11.523: Fundamentals of Spatial Database Management
11.524: Advanced Geographic Information System Project 

Grouping Zoning Applicants via Lookup Tables
Joseph Ferreira, Jr.


This sequence of SQL queries uses Clark Broida's Zoning database to illustrate strategies for combining local information with other people's data.  The examples use SQL queries of data in an Oracle database engine.  However, the SELECT queries are standard and will work unchanged in Postgres. A few format commands (such as COLUMN fname FORMAT A15) are Oracle-specifc to affect how the output table is displayed.  They are not needed in Postgres.  Also, be aware that the general idea of using customized lookup tables to avoid changing official tables when editing and regrouping data applies equally well to the Boston parcel database or to the Boston zoning variance database (as well as to many other datasets).  However, the specific queries will vary depending upon which (and how many) columns need adjustment, how you wish to group records, and the like.  The book chapter used the Boston parcel database and this webpage uses the zoning variance database.  Do you see how the same basic idea is utilized even though the specific queries are different?

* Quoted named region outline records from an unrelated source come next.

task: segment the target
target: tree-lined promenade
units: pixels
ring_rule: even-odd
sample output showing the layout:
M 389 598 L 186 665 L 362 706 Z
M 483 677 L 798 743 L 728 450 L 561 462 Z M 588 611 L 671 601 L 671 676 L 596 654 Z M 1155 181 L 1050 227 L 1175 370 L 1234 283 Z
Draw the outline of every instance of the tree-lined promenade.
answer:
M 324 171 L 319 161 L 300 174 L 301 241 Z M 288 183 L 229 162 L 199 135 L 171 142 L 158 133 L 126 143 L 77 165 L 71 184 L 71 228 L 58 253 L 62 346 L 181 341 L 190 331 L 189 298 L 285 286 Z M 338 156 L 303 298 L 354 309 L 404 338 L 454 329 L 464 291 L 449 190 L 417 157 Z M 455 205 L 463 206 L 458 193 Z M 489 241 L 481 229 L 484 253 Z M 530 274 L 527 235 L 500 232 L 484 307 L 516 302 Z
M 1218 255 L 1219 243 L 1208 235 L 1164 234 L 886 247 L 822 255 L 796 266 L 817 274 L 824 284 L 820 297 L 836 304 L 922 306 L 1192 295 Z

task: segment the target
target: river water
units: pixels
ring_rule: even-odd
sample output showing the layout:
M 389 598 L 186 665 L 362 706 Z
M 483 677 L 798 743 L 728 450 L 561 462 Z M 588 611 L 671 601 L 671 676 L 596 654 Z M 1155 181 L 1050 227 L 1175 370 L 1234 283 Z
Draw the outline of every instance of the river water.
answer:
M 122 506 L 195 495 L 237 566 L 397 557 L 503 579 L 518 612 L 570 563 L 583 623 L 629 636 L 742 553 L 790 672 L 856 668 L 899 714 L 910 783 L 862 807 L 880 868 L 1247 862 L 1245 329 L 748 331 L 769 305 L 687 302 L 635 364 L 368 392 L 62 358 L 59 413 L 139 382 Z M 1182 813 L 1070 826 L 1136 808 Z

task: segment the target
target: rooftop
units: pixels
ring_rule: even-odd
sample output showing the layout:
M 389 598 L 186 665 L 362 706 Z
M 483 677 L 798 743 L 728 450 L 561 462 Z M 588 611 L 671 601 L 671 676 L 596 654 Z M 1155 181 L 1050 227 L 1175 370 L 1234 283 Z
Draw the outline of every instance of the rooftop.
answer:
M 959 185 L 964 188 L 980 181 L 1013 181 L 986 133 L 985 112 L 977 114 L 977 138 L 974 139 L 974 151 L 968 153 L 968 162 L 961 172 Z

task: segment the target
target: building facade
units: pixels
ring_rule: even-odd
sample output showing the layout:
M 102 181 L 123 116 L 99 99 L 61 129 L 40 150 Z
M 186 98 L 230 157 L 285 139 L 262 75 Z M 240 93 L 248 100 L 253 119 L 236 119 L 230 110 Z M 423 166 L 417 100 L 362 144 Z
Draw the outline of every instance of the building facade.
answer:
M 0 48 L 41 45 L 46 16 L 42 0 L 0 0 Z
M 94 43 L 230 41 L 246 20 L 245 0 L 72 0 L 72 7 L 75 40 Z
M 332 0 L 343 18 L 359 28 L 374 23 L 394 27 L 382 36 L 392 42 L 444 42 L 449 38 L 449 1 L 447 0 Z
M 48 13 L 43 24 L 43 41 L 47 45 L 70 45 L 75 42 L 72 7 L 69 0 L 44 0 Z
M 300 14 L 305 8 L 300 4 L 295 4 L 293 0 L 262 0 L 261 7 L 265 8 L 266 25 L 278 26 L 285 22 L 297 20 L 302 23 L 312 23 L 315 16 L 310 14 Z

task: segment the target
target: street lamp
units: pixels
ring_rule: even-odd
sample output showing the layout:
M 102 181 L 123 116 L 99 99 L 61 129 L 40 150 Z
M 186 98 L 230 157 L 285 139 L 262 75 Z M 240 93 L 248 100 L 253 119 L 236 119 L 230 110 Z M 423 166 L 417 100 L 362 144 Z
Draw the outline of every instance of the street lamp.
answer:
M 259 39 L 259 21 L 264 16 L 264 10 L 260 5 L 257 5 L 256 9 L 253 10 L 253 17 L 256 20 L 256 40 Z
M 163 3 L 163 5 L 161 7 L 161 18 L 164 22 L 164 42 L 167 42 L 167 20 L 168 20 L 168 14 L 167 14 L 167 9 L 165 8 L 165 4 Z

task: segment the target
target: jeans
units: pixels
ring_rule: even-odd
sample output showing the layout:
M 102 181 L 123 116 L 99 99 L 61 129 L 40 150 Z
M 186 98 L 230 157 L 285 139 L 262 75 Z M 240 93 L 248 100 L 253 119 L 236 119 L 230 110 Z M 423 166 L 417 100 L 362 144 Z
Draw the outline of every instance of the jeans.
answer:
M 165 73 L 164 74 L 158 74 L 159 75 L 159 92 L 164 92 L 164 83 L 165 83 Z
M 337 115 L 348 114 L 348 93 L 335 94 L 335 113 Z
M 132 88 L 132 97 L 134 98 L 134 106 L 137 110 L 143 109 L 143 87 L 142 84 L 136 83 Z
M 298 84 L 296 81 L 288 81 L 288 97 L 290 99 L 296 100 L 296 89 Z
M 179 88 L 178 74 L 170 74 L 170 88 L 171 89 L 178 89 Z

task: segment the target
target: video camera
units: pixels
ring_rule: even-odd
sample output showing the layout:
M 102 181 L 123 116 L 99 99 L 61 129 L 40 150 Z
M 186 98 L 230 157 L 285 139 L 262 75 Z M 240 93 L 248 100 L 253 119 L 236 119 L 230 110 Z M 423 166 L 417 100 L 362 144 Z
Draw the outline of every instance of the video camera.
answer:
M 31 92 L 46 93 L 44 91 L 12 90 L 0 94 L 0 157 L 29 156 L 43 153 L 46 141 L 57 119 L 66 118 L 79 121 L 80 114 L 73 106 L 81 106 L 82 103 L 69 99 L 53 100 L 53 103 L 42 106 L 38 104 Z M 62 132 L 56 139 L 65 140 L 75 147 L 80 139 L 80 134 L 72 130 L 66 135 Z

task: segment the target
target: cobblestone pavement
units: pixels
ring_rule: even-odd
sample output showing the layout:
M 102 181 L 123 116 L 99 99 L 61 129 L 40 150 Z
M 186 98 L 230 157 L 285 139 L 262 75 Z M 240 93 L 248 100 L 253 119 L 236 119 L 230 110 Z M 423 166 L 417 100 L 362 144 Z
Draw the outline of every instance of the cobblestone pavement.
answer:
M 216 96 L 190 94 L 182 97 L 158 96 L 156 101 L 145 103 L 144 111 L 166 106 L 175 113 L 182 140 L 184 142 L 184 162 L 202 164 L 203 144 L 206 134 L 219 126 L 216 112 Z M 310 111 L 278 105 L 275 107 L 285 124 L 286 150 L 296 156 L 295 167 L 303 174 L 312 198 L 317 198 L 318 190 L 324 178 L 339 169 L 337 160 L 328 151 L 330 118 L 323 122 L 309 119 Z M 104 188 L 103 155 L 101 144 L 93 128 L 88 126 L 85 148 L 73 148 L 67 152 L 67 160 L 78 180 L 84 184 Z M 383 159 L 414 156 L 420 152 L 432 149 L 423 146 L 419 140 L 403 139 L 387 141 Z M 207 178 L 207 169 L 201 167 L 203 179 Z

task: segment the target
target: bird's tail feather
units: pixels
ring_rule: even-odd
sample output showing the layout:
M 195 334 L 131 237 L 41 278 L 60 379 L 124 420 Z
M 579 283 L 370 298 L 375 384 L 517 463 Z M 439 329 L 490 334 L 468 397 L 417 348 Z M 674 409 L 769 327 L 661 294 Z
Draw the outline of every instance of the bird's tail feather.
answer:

The 'ZONING' database contains information about all zoning variances formally requested in Boston during two+ years in the mid-1980s -- the heyday of the Boston's 80s boom. Suppose we wish to compare the types of zoning variances filed by public and private institutions and by individuals during that time. The 'applicant' field stores the name of zoning variance applicants and is often enough to tell us whether it was a company, the city, a non-profit organization, or an individual. For example, here's everyone with 'Boston' in their name:

COLUMN fname FORMAT A15

 select applicant, fname, count(*) AS variances
   from zoning
  where applicant like '%BOSTON%'
  group by applicant, fname
  order by applicant, fname;
APPLICANT                      FNAME            VARIANCES
------------------------------ --------------- ----------
BANK OF BOSTON                                          1
BOSTON CENTER FOR THE ARTS                              1
BOSTON CHATAQUA PROPERTIES,INC                          1
BOSTON COLLEGE HIGH SCHOOL                              1
BOSTON COLLEGE, TRUSTEES OF                             1
BOSTON DESIGN CENTER                                    1
BOSTON FOOD COOPERATIVE INC.                            1
BOSTON HOUSING AUTHORITY                                3
BOSTON LOCK & SAFE COMPANY                              1
BOSTON PRESERVATION ALLIANCE                            1
BOSTON SCHOOL HOUSE ASSOCIATES                          1
... 25 rows, several with more than one record
Here's everyone with 'university' in their name:
 SELECT applicant, fname, count(*) as variances
   FROM zoning
  WHERE applicant LIKE '%UNIVERSITY%'
  GROUP BY applicant, fname
ORDER BY applicant, fname;
APPLICANT                      FNAME            VARIANCES
------------------------------ --------------- ----------
BOSTON UNIVERSITY                                       1
BOSTON UNIVERSITY, TRUSTEES                             1
BOSTON UNIVERSITY, TRUSTEES OF                          1
HARVARD UNIVERSITY                                      1
NORTHEASTERN UNIVERSITY                                 3
SHOWA WOMEN'S UNIVERSITY OF JA                          1
SUFFOLF UNIVERSITY                                      1
Note that Boston University submitted 3 variances and their 'name' is spelled differently each time. We could standardize the spelling of Boston University in the zoning table. But, if the zoning table was maintained by another agency and updated periodically (to report hearing results, subsequent design review outcomes, etc.) we do not want to make any changes to our copy of the 'master' zoning table. Even if we are fixing spelling errors, we would have to make the corrections all over again each time a new 'official' version of the zoning table arrived.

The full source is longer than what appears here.